Our laptop sits on a table that, if it could talk, could make me blush. This table is next to an antique buffet with an inlaid mirror. On the surface of the buffet, against most of that mirror, is our cookbook collection. From where I sit at this silent table laden with memories, I can see myself in the bit of mirror that isn’t covered by the cookbooks, and I like what I see.
As I’ve gotten older my hair has changed. The dull mousy dirty blond that I used to enhance with expensive highlights, has become a shimmery pewter with ever increasing streaks of pure silver. It is still as long as it always was and it is soft and silky and falling just the right way.
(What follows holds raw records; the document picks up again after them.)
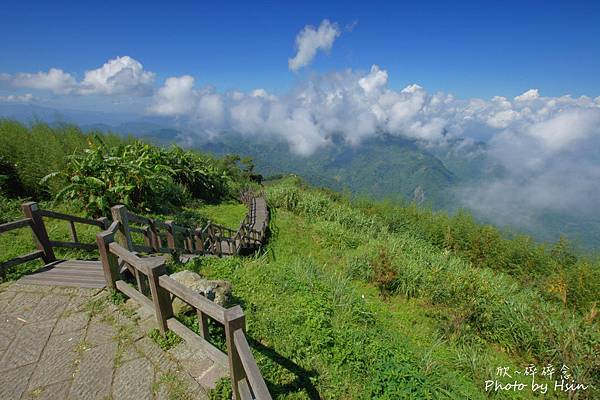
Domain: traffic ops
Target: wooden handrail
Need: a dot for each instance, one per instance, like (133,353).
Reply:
(72,218)
(247,381)
(21,223)
(192,298)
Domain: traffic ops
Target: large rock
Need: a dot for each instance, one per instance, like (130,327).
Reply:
(218,291)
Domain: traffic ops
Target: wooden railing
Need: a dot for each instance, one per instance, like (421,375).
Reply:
(168,237)
(45,247)
(153,288)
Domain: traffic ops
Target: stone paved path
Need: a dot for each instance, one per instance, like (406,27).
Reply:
(72,343)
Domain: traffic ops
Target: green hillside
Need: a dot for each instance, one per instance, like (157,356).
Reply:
(381,167)
(350,299)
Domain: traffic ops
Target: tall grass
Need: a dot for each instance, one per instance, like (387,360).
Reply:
(40,149)
(483,300)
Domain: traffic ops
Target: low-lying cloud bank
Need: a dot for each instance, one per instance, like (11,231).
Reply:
(546,146)
(121,75)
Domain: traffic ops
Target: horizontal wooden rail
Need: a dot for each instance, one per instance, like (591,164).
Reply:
(53,214)
(21,223)
(74,245)
(151,280)
(21,259)
(194,299)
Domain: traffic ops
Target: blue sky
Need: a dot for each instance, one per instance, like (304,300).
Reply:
(470,49)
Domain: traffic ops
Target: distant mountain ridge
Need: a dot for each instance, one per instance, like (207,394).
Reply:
(381,167)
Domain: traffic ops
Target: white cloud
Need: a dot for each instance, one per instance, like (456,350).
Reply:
(309,40)
(24,98)
(531,94)
(55,80)
(374,80)
(176,97)
(118,76)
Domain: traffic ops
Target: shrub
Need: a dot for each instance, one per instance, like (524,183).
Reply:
(384,274)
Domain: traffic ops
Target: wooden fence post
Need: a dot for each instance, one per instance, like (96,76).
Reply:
(119,213)
(104,221)
(40,235)
(203,324)
(234,320)
(170,235)
(110,263)
(160,297)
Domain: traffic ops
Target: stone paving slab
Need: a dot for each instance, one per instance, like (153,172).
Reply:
(71,343)
(27,345)
(56,391)
(58,360)
(14,382)
(93,380)
(133,380)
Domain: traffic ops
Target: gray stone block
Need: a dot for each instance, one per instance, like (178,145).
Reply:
(50,306)
(72,322)
(100,332)
(155,354)
(58,360)
(27,346)
(94,377)
(9,326)
(56,391)
(14,382)
(133,380)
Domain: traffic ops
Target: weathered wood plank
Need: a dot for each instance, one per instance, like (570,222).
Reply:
(244,390)
(196,341)
(257,383)
(194,299)
(63,282)
(21,259)
(72,245)
(72,218)
(9,226)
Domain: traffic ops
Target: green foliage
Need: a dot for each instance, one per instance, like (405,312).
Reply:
(144,177)
(34,152)
(222,390)
(10,209)
(167,341)
(384,274)
(493,289)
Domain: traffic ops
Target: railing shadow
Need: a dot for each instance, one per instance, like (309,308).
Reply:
(303,377)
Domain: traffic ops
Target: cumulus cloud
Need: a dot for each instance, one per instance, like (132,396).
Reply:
(122,75)
(310,40)
(55,80)
(24,98)
(545,147)
(347,104)
(176,97)
(117,76)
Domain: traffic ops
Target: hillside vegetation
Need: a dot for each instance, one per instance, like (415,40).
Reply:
(349,299)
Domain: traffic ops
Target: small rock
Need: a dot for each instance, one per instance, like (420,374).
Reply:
(218,291)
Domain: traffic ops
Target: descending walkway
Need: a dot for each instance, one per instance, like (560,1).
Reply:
(85,274)
(71,343)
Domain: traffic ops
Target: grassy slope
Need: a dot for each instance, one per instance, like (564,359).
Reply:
(320,329)
(325,333)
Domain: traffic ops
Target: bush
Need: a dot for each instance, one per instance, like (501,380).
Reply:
(144,177)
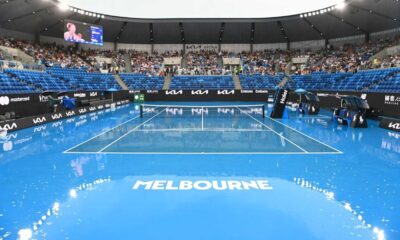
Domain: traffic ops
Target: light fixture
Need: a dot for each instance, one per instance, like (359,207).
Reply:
(63,6)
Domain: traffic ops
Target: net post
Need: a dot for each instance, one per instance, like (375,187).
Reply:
(263,108)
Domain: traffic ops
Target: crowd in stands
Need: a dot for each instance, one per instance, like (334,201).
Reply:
(46,54)
(203,62)
(346,58)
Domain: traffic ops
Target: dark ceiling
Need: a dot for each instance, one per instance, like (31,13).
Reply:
(359,17)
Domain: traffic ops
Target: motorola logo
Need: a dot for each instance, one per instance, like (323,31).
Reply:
(4,101)
(226,92)
(394,125)
(199,92)
(10,127)
(284,96)
(39,120)
(173,92)
(56,116)
(70,113)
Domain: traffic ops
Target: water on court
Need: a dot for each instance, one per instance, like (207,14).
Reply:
(181,173)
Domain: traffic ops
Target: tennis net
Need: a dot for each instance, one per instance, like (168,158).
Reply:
(148,110)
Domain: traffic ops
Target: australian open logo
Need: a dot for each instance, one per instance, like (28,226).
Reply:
(392,100)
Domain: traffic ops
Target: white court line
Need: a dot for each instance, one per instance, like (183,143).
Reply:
(304,134)
(202,129)
(209,106)
(202,118)
(127,133)
(274,131)
(207,153)
(119,125)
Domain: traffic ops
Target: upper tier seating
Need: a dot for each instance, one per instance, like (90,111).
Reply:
(202,82)
(391,85)
(79,79)
(41,80)
(259,81)
(142,82)
(377,80)
(9,85)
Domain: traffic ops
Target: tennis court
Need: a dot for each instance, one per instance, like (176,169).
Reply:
(171,174)
(203,129)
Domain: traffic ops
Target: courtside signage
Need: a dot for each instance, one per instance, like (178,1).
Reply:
(201,185)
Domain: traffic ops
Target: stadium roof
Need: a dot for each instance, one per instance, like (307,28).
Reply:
(189,9)
(358,17)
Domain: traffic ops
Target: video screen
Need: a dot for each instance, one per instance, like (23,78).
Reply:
(83,33)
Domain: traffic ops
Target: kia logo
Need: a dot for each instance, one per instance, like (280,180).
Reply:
(394,125)
(4,100)
(39,120)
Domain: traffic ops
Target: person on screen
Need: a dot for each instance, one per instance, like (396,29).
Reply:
(71,34)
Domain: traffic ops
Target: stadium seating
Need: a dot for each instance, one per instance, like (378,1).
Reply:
(10,85)
(41,80)
(79,79)
(377,80)
(390,85)
(259,81)
(202,82)
(142,82)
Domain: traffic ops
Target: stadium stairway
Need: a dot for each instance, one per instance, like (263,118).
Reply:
(121,82)
(128,63)
(386,52)
(236,82)
(167,82)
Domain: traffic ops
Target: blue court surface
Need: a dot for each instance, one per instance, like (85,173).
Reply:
(199,171)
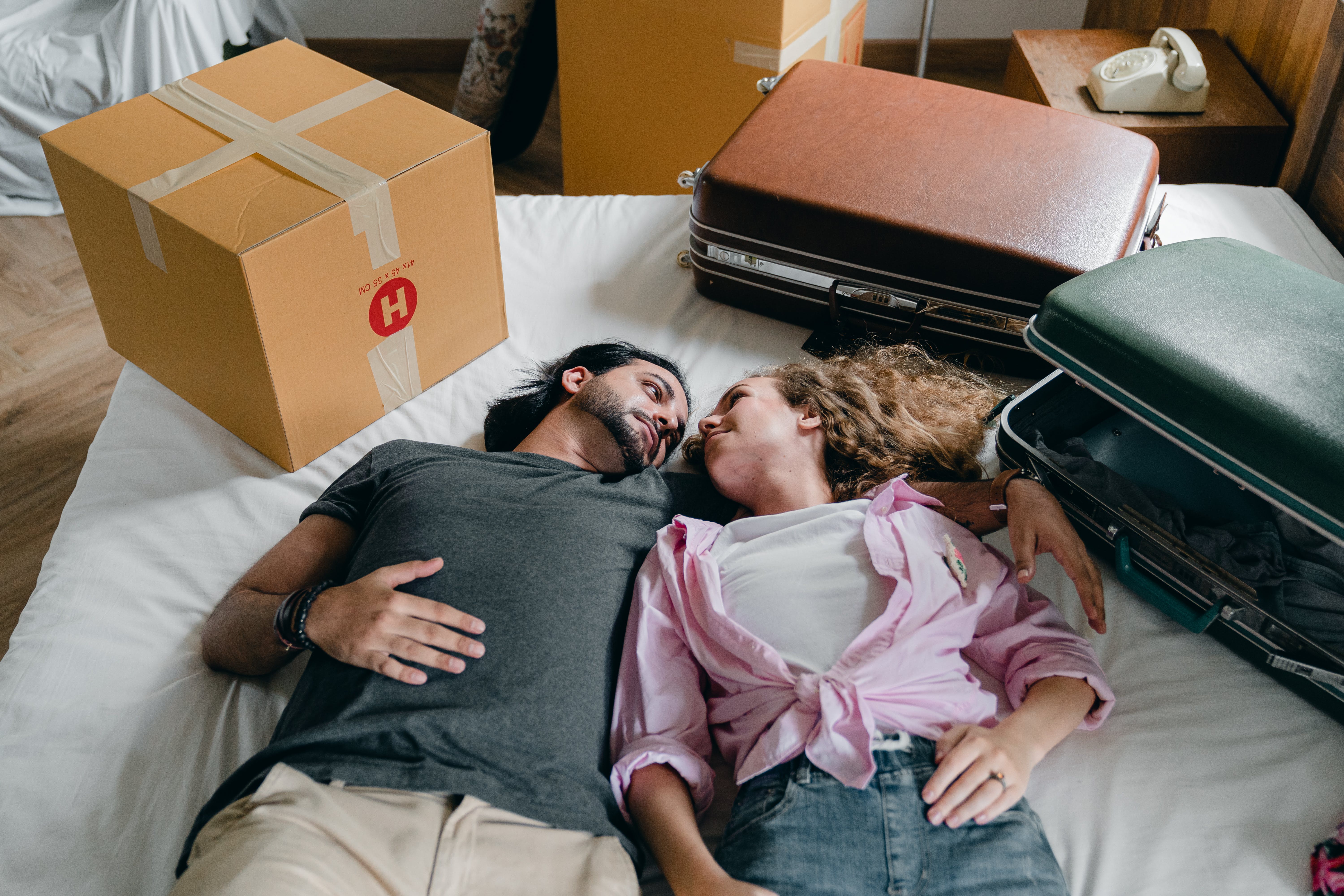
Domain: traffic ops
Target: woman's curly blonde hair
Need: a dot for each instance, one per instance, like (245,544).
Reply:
(886,410)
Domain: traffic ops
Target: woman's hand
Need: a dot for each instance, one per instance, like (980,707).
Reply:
(372,625)
(963,789)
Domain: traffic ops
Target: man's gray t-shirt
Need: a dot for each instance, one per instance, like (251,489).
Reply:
(541,550)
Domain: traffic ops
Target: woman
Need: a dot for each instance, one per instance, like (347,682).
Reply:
(821,637)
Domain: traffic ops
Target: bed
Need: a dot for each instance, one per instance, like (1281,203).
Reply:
(1209,777)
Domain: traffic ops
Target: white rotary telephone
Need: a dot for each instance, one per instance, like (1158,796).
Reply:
(1166,76)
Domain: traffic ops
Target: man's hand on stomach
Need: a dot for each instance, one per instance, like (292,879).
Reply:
(372,625)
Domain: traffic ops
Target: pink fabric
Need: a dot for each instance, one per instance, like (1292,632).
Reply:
(689,668)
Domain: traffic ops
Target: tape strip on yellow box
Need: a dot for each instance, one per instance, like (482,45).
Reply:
(396,369)
(366,194)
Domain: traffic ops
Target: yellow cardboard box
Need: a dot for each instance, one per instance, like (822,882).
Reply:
(653,88)
(288,245)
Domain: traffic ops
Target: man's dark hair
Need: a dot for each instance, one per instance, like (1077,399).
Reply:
(519,412)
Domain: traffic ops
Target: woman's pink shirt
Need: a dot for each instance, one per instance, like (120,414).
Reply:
(689,668)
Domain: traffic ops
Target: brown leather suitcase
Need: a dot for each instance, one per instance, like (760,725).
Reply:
(868,203)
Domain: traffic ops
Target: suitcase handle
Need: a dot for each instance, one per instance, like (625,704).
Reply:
(1158,596)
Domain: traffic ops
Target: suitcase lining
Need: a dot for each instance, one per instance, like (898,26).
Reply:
(1166,426)
(1060,410)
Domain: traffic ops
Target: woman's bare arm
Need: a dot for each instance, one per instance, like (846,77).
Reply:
(1037,524)
(366,622)
(661,804)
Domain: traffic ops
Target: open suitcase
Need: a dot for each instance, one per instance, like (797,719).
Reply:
(869,203)
(1197,422)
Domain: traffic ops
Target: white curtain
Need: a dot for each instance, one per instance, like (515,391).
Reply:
(62,60)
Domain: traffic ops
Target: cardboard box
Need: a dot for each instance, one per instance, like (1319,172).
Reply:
(653,88)
(225,261)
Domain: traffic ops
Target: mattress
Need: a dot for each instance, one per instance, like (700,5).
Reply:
(1208,778)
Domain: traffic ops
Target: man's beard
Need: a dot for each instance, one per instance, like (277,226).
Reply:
(601,401)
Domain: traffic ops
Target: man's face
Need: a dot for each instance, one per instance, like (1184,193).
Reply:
(642,408)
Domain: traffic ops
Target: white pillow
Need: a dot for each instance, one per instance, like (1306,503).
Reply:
(1263,217)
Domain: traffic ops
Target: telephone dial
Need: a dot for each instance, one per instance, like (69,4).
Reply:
(1166,76)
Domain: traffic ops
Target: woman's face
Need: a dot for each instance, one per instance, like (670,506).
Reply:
(752,431)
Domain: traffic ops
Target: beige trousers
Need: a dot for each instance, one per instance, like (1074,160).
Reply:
(296,836)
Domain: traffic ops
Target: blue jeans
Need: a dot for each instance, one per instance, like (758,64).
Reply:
(800,832)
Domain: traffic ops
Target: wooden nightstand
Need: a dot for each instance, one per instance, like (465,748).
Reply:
(1238,139)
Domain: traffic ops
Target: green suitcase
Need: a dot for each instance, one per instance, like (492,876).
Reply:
(1194,429)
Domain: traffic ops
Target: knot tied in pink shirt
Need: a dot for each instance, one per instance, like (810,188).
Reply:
(689,668)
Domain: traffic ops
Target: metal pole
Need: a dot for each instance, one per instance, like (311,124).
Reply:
(925,30)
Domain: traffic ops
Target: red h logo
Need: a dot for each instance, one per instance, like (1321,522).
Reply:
(393,307)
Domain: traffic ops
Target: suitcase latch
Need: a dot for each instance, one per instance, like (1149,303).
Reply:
(877,297)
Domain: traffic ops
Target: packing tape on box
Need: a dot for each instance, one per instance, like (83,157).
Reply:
(396,369)
(366,194)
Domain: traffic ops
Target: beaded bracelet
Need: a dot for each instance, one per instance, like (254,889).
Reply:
(291,622)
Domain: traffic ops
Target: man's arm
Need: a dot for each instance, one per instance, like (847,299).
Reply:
(1037,524)
(366,624)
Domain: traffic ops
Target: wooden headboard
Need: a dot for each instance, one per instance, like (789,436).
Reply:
(1295,49)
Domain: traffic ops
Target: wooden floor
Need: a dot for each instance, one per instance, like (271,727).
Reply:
(57,371)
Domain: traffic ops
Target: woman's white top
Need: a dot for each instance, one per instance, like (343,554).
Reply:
(803,581)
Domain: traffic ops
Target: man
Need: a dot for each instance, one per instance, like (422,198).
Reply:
(423,752)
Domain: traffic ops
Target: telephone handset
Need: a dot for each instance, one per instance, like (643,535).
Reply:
(1166,76)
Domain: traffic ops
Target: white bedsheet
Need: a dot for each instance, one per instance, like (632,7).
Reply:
(62,60)
(1209,778)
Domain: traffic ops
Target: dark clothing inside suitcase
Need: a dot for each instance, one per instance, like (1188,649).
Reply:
(1312,593)
(1251,551)
(1298,573)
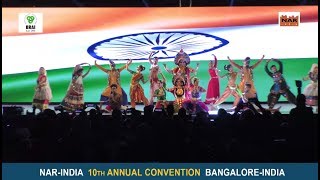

I have a lot to be grateful for; I have become a multi-skilled and multi-lingual globe trotting fandango. I have friends all over the world who I am proud to be connected with, and done pretty amazing stuff with some of them. It’s a great feeling to know that to so many places I could travel to, there are people looking forward to seeing me again as much as I am them. My child is beautiful and talented, and I am forever grateful that Mr. Fabelhaft and I love each other since High School.
I was sick recently with a horrible nasty cold, but as you can all see I am well again, singing the tunes of happy livin’ infected by the spirit of this next week of Thanksgiving. I am ever so grateful for my life, my loves, my family, my hair, and possessing the knowledge of making delicious soup (figuratively, theoretically, and practically), out of the simplest ingredients . I learned much of that from my mom, a warrior maiden with even more silvery hair than myself.
Soothing Avgolemono (Egg Lemon) Chicken Soup
(You’re going to love this either before or after big Holiday meals.)
1 whole chicken OR what’s left of a roasted chicken, or other fowl (like turkey?!), plus some of the left over meat
3 large carrots
3 celery stalks, OR 1/2 lb (1/4 kilo) celery root, OR two handfuls of celery leaves
1 garlic toe
1/2 cup of round grain rice (the kind you use for risotto or rice pudding)
juice of 1 lemon
1 tablespoon of flour (or corn flour)
fresh chopped dill or parsley (optional)
Place the chicken (or bones & stuff), onion, garlic, celery, and carrots into a large pot. Cover with water no more than 1/2 inch (2 cm). Bring to a rolling boil, then lower the heat, cover, and simmer until the chicken starts to fall apart (about 1.5- 2 hours).
Place a colander, or large sieve, over another pot and carefully pour chicken, vegetables and stock into the sieve. Let the stock drain into the other pot.
When chicken is cool enough to comfortably touch, carefully empty the colander or sieve it on to a large cutting board or platter.
Place the stock in the pot over a flame and bring to a boil. Add rice, salt, and pepper, stir, then lower the heat bring the soup to a low simmer. Cover and stir from time to time.
Gently separate the cooked chicken meat from the bones and gristle, and place the meat on a plate. Place the cooked vegetables on another plate.
Run a knife through the boiled vegetables to cut them into small pieces (this will be easy since they will have almost disintegrated in the stock) and add them to the simmering soup.
Tear 1/3 of the cooked chicken meat into shreds and add to the soup. Pack the rest in the freezer to use at a later date for chicken salad, or a chicken pastry, or whatever else you would like to add some cooked chicken to.
When the rice is cooked, turn off the heat under the soup.
In a bowl, whisk the eggs, the lemon juice, and the cornstarch or flour until well blended and there are no lumps.
While whisking with one hand, slowly ladle (drizzling!) the hot broth into the egg/lemon mix as slowly as possible, whisking all the while. You want the soup to bind into the egg/lemon mix without curdling it. Slowly add another ladle full of broth while whisking. Add a third and fourth ladle.
Finally, pour all the contents of the bowl back into the soup pot and turn on the heat again to bring the soup to a simmer once more. It should thicken a bit at that point. Leave to simmer for one minute, then turn it off again.
If the soup is too thick, add a bit of water and season accordingly.
Garnish with freshly chopped herbs and serve with bread.